The conversation here closed for the time.

Julius Luxmore had formed the determination to spend the winter in Paris. The beautiful Island was in summer a delightful residence; but in winter, its ice-bound shore was to this roving Sybarite the walls of a prison, while distant Paris seemed to him a paradise of freedom and pleasure.

But in order to leave Etoile with safety to his own interests, there were many previous arrangements to be made. It was now, as I have said, early in November. He wished to sail for Paris about the first of December. The time was short, and it was necessary to bestir himself.

First of all, with a portion of the ready money left in his trust for the heiress, he purchased a small wild farm, some twenty miles inland from the Northumberland shore.
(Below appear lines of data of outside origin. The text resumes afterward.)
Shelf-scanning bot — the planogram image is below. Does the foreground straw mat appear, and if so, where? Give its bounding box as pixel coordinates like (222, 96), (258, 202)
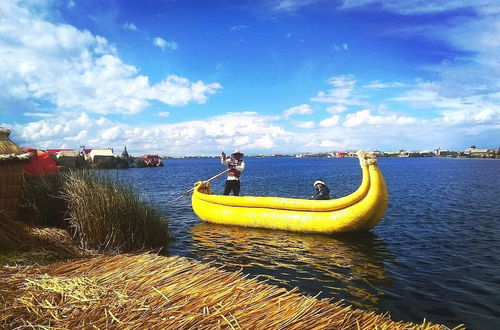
(0, 254), (463, 329)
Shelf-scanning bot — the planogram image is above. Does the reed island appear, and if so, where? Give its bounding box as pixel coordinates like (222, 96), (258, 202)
(0, 129), (464, 329)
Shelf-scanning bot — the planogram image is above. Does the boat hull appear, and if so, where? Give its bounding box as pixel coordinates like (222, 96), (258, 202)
(192, 153), (388, 234)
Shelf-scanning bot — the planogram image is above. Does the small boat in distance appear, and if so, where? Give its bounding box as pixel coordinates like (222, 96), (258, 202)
(141, 155), (164, 167)
(191, 151), (388, 234)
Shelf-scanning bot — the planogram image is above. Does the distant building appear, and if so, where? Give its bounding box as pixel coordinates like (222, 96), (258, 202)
(45, 149), (73, 156)
(141, 155), (164, 167)
(56, 150), (80, 159)
(85, 148), (115, 162)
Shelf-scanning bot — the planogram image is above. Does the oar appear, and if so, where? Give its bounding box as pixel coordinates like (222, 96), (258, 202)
(168, 169), (229, 203)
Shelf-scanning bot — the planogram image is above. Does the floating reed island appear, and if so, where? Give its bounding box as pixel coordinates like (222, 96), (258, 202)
(0, 254), (464, 329)
(0, 128), (464, 329)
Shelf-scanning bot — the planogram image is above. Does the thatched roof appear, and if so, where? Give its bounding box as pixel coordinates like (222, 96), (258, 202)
(0, 127), (33, 163)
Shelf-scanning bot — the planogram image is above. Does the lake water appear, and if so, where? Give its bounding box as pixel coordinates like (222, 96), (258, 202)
(110, 157), (500, 329)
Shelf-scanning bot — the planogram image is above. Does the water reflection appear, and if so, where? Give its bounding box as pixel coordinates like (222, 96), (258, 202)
(191, 223), (392, 310)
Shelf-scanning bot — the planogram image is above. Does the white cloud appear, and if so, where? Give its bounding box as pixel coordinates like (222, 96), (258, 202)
(333, 44), (349, 51)
(153, 37), (178, 50)
(0, 2), (221, 114)
(319, 115), (340, 127)
(283, 104), (314, 118)
(311, 75), (358, 104)
(363, 80), (407, 89)
(326, 104), (347, 115)
(295, 120), (314, 128)
(272, 0), (321, 13)
(123, 22), (138, 31)
(229, 24), (248, 32)
(343, 109), (418, 127)
(342, 0), (498, 15)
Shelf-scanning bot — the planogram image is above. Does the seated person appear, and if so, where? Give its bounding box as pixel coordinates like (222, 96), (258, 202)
(308, 180), (330, 200)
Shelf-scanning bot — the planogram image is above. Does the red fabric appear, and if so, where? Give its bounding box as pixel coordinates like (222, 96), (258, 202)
(23, 148), (59, 175)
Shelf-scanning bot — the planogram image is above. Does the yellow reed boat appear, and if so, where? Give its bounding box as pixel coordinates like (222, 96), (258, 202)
(191, 151), (388, 234)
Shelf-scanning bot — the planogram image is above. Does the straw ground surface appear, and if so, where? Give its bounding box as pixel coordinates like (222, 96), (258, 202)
(0, 254), (463, 329)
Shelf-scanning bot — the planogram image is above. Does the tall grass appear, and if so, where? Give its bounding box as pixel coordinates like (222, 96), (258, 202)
(19, 170), (171, 252)
(63, 171), (170, 252)
(18, 174), (67, 228)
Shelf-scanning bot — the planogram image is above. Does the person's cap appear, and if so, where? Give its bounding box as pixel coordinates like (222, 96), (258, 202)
(231, 149), (243, 157)
(313, 180), (326, 187)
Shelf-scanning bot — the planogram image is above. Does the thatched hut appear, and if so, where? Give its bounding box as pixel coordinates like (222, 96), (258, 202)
(0, 127), (32, 217)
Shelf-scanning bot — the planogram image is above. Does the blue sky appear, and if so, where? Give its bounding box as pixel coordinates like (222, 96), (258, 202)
(0, 0), (500, 156)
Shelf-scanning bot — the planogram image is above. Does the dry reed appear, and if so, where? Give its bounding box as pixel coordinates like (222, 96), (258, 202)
(63, 172), (171, 252)
(0, 211), (91, 266)
(0, 254), (464, 329)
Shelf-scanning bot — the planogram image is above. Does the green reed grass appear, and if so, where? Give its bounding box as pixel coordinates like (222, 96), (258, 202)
(18, 170), (171, 252)
(63, 171), (170, 252)
(18, 174), (67, 228)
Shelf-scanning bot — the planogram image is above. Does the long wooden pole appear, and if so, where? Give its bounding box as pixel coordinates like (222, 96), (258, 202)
(169, 169), (229, 203)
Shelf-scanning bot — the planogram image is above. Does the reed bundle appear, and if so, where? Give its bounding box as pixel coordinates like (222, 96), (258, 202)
(0, 254), (463, 329)
(0, 127), (33, 213)
(62, 172), (171, 252)
(0, 211), (91, 265)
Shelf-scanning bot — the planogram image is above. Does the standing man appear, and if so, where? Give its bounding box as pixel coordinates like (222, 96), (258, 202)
(220, 149), (245, 196)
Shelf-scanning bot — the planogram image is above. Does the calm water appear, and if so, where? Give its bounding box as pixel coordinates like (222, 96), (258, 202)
(112, 158), (500, 329)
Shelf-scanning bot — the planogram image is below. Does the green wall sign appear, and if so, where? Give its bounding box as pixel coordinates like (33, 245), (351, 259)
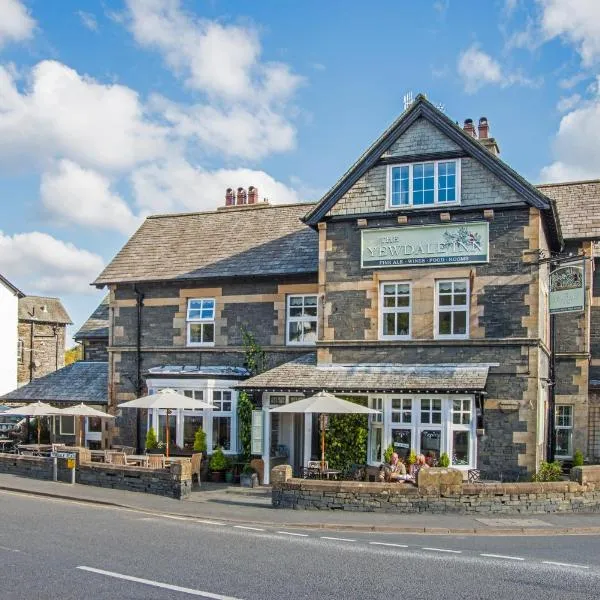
(549, 263), (585, 314)
(361, 221), (489, 269)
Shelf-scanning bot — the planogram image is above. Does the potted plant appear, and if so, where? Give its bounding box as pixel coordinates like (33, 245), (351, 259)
(240, 464), (258, 487)
(146, 427), (159, 454)
(209, 446), (229, 483)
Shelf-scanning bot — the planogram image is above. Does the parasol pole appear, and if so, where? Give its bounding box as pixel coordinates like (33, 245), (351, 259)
(165, 408), (170, 458)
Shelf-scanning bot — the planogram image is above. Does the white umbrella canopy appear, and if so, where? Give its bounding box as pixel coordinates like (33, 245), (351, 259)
(59, 402), (114, 446)
(2, 401), (60, 446)
(118, 388), (213, 456)
(271, 392), (379, 415)
(270, 392), (379, 470)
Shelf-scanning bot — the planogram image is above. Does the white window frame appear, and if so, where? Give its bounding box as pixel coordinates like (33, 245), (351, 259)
(379, 281), (412, 340)
(285, 293), (319, 346)
(433, 277), (471, 340)
(386, 158), (461, 210)
(186, 298), (217, 347)
(146, 378), (239, 455)
(59, 415), (77, 436)
(367, 394), (477, 471)
(554, 404), (575, 458)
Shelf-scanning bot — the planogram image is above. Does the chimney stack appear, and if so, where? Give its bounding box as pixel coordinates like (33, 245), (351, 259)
(248, 185), (258, 204)
(237, 188), (247, 206)
(478, 117), (500, 156)
(463, 119), (477, 139)
(477, 117), (490, 140)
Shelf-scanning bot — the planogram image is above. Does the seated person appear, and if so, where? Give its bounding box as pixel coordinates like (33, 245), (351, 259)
(383, 452), (406, 482)
(410, 454), (429, 481)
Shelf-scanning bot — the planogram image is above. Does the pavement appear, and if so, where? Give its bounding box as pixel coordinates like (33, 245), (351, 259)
(0, 474), (600, 536)
(0, 484), (600, 600)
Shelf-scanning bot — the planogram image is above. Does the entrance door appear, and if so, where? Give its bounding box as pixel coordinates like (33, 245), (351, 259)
(291, 414), (304, 475)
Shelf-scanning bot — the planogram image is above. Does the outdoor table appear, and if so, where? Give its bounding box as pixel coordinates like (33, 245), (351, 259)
(17, 444), (52, 456)
(125, 454), (148, 467)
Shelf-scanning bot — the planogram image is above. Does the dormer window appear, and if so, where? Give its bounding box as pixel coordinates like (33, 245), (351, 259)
(388, 159), (460, 208)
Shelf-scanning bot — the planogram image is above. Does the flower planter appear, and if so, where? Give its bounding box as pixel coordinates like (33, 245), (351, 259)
(210, 471), (225, 483)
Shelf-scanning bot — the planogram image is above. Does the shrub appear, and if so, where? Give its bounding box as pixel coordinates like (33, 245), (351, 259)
(194, 427), (206, 453)
(146, 427), (158, 450)
(438, 452), (450, 469)
(406, 450), (417, 465)
(383, 444), (395, 464)
(208, 447), (229, 471)
(531, 460), (562, 482)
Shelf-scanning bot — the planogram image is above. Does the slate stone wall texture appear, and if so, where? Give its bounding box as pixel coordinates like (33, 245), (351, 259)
(271, 479), (600, 515)
(17, 321), (65, 385)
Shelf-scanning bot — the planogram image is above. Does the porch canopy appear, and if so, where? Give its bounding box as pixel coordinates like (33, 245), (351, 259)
(236, 353), (497, 393)
(118, 388), (213, 456)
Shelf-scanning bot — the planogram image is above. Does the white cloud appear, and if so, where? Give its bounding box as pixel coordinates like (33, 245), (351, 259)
(131, 159), (302, 213)
(152, 96), (296, 161)
(537, 0), (600, 66)
(0, 60), (167, 170)
(40, 159), (140, 234)
(541, 78), (600, 181)
(556, 94), (581, 112)
(77, 10), (98, 31)
(127, 0), (304, 160)
(0, 0), (35, 47)
(0, 231), (104, 296)
(458, 44), (537, 94)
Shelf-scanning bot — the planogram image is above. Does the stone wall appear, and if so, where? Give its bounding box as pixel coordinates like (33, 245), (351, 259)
(272, 467), (600, 515)
(0, 454), (192, 500)
(17, 321), (65, 385)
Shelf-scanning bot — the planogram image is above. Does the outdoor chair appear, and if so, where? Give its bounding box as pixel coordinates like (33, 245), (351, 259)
(192, 452), (202, 487)
(148, 454), (165, 469)
(110, 452), (127, 466)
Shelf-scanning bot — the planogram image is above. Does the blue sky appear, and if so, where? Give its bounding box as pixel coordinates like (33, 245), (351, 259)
(0, 0), (600, 342)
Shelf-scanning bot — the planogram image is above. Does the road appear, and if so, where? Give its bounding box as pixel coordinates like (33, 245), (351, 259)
(0, 492), (600, 600)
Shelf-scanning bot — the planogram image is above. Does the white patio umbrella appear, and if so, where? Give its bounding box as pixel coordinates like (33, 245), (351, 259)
(118, 388), (213, 456)
(270, 392), (379, 469)
(60, 402), (114, 446)
(2, 401), (60, 446)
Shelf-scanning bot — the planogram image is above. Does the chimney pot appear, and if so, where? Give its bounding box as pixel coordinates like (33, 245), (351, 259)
(463, 119), (477, 138)
(248, 185), (258, 204)
(237, 188), (247, 205)
(478, 117), (490, 140)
Then he drafted from the Island slaves every young and middle-aged man, and several women, and sent them off to “Black Thorns Farm,” his new purchase, where he placed them under the care of a competent overseer.

Thus there were left on the Island, only aged men and women and children.

For the service of the young heiress, he had selected an honest, affectionate old negro woman called Moll, a hunchbacked old man, misnamed Timon, and their granddaughter Peggy. These were directed to take up their abode in the mansion house, to supply the place of Madeleine and Frivole and to protect and wait upon Etoile.